Compare the view point of different QSAR models #RDKit #visualize #chemoinformatics

Some days ago, I posted how to visualize SVG images horizontally and ngboost for QSAR problem. It worked well. And I found that different models showed different performance. So my question is that which point each model detects important for molecular properties.

Fortunately rdkit has GetSimilarityMapForModel method which can render the probe molecule with model’s feature importance.

Today I tried to combine previous method and this useful rdkit method to compare the models feature. At first import required packages.

import os
from rdkit import Chem
from rdkit.Chem import AllChem
from rdkit.Chem import DataStructs
from rdkit.Chem.Draw import IPythonConsole
from rdkit.Chem.Draw import rdDepictor
from rdkit.Chem.Draw import rdMolDraw2D
import numpy as np
import io
from PIL import Image
from sklearn.ensemble import AdaBoostClassifier
from sklearn.svm import SVC
from ngboost import NGBClassifier
from ngboost.ngboost import NGBoost
from ngboost.learners import default_tree_learner
from ngboost.distns import Normal, LogNormal
from ngboost.distns import k_categorical
from sklearn.metrics import classification_report
from functools import partial
from rdkit.Chem import Draw
from IPython.display import SVG

Then read train and test data, calculate fingerprint and get target values.

train = os.path.join(RDConfig.RDDocsDir, 'Book/data/solubility.train.sdf')
train_mols = [m for m in Chem.SDMolSupplier(train)]
test = os.path.join(RDConfig.RDDocsDir, 'Book/data/solubility.test.sdf')
test_mols = [m for m in Chem.SDMolSupplier(test)]

val_dict = {'(A) low':0,
           '(B) medium':1,
           '(C) high':2}


def mol2arr(mol, radi=2, nBits=1024):
    arr = np.zeros((1,))
    fp = AllChem.GetMorganFingerprintAsBitVect(mol, radi, nBits)
    DataStructs.ConvertToNumpyArray(fp, arr)

    return arr

trainX = np.array([mol2arr(m) for m in train_mols])
trainY = np.array([val_dict[m.GetProp('SOL_classification')] for m in train_mols])

testX = np.array([mol2arr(m) for m in test_mols])
testY = np.array([val_dict[m.GetProp('SOL_classification')] for m in test_mols])

Next, define classifier models. And train them.

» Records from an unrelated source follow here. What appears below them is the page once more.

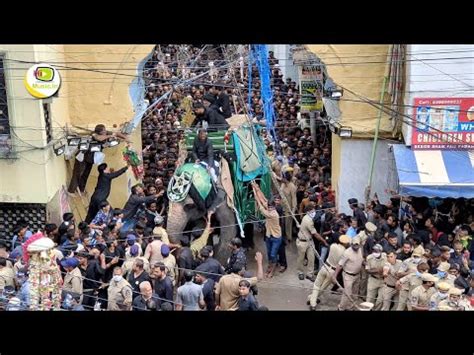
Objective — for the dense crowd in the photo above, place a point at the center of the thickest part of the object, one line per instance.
(404, 254)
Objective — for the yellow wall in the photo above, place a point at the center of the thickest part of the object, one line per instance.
(335, 162)
(86, 98)
(23, 177)
(348, 66)
(96, 97)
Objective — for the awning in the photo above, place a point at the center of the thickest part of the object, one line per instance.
(435, 173)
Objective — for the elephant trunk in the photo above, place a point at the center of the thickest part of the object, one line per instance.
(177, 220)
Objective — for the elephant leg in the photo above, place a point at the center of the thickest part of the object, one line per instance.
(227, 231)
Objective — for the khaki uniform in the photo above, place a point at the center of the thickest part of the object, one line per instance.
(462, 305)
(73, 281)
(389, 291)
(153, 252)
(449, 279)
(164, 235)
(351, 263)
(120, 296)
(127, 265)
(7, 277)
(408, 265)
(289, 191)
(305, 245)
(421, 296)
(409, 283)
(228, 291)
(375, 282)
(435, 300)
(324, 278)
(171, 271)
(364, 276)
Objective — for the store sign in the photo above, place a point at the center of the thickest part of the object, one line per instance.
(443, 123)
(311, 88)
(42, 81)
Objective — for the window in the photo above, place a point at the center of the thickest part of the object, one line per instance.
(47, 121)
(5, 141)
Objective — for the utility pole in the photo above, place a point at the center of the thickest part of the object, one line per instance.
(312, 124)
(368, 189)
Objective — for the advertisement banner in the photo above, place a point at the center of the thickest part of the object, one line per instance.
(311, 87)
(443, 123)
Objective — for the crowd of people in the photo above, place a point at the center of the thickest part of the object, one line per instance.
(400, 255)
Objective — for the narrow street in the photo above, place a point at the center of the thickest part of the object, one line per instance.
(285, 291)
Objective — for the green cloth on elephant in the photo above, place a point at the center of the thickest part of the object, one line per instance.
(186, 173)
(248, 152)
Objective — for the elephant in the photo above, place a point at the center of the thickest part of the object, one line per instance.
(185, 214)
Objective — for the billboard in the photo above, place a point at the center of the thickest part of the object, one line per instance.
(311, 88)
(443, 123)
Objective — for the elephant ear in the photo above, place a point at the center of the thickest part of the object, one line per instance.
(189, 176)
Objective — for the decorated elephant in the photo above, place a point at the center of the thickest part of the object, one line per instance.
(191, 195)
(242, 159)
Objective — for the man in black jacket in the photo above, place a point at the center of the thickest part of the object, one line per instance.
(213, 118)
(358, 213)
(135, 201)
(92, 270)
(102, 190)
(203, 152)
(222, 101)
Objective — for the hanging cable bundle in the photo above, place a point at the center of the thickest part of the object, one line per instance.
(260, 55)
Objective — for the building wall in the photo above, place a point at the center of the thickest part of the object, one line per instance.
(429, 75)
(96, 97)
(99, 94)
(354, 172)
(23, 175)
(361, 69)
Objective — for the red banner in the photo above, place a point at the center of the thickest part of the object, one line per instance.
(443, 123)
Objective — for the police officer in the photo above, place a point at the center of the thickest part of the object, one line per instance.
(367, 242)
(374, 267)
(120, 295)
(351, 264)
(421, 295)
(390, 278)
(443, 275)
(453, 301)
(305, 244)
(407, 284)
(324, 278)
(442, 294)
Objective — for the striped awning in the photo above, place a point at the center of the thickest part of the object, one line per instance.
(435, 173)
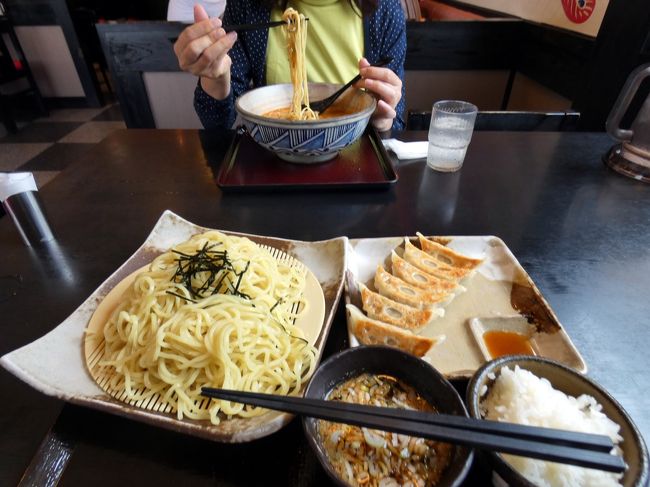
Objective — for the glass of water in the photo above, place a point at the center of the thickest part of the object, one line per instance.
(452, 124)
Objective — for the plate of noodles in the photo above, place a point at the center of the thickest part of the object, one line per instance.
(194, 307)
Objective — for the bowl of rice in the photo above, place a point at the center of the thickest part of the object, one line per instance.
(542, 392)
(382, 376)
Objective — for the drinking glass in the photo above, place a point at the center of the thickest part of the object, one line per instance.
(452, 124)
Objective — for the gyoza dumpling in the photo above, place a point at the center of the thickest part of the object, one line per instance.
(411, 274)
(398, 290)
(430, 264)
(375, 332)
(381, 308)
(447, 255)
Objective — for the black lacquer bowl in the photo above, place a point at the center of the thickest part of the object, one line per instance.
(428, 382)
(571, 383)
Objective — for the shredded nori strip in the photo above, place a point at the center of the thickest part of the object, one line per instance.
(216, 269)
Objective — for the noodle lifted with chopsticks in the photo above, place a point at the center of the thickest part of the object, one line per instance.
(214, 311)
(296, 30)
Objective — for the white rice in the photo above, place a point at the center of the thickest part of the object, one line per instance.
(519, 396)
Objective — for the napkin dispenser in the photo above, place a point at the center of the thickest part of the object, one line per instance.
(632, 156)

adbcls = AdaBoostClassifier()
svc = SVC(probability=True)
ngbc = NGBClassifier(Dist=k_categorical(3))
clsset = [adbcls, svc, ngbc]
for clsfier in clsset:
    clsfier.fit(trainX, trainY)

Then I made subgroup which is grouped by solubility class.

high_test_mols = [mol for mol in test_mols if mol.GetProp('SOL_classification') == '(C) high']
low_test_mols = [mol for mol in test_mols if mol.GetProp('SOL_classification') == '(A) low']

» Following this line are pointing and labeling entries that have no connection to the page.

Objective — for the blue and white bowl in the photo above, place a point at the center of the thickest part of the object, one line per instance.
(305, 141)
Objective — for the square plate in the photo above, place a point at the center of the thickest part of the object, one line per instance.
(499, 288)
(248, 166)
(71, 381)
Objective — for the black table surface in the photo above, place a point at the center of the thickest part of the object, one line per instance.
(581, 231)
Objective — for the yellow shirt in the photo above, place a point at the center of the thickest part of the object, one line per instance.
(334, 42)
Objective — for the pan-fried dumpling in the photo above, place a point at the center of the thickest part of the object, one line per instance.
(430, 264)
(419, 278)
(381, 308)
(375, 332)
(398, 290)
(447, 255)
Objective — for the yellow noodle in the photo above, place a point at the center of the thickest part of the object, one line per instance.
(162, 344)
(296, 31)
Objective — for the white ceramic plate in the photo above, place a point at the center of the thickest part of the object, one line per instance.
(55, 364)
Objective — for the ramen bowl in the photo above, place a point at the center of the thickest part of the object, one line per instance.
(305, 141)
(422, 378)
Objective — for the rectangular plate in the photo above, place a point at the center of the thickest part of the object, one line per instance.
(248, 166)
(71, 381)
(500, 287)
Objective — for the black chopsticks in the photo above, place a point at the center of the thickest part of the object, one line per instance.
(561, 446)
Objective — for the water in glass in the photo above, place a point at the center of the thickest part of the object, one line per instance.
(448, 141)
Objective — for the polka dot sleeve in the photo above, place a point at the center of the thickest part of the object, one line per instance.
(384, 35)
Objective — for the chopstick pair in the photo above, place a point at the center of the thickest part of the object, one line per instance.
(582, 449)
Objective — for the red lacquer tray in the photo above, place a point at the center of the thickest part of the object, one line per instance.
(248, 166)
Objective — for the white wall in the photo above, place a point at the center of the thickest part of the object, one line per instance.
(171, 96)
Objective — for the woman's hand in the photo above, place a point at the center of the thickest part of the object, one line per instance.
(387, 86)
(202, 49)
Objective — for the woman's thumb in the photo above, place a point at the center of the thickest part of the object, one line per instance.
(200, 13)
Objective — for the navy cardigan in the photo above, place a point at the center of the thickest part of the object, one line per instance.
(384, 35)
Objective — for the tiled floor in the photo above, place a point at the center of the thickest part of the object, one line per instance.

Then I defined drawmol function, the function makes SVG text of similaritymap for model. I passed MolDraw2DSVG to draw2d options, it means that GetSimilarityMapForModel draw the output to SVG drawer. And defined HorizontalDisplay class as same as previous post.

def drawmol(mols, idx, predictfunc):
    d = Draw.MolDraw2DSVG(200,250)
    fig, maxWeight = SimilarityMaps.GetSimilarityMapForModel(mols[idx],fpfunc, 
                                                           lambda x: getProba(x, predictfunc.predict_proba),
                                                           draw2d = d,
                                                           colorMap='coolwarm', #this option wasn't applied why?? 
                                                           size=(100,100),
                                                           contourLines=0,
                                                           step=0.001,
                                                           alpha=0.2,
                                                           )
    d.FinishDrawing()
    txt = d.GetDrawingText()
    return txt

class HorizontalDisplay:
    def __init__(self, svgtxtlist):
        self.svgtxtlist = svgtxtlist

    def _repr_html_(self):
        template = '<div style="float:left;padding:10px;">{0}</div>'
        return "\n".join(template.format(svgtxt)
                         for svgtxt in self.svgtxtlist)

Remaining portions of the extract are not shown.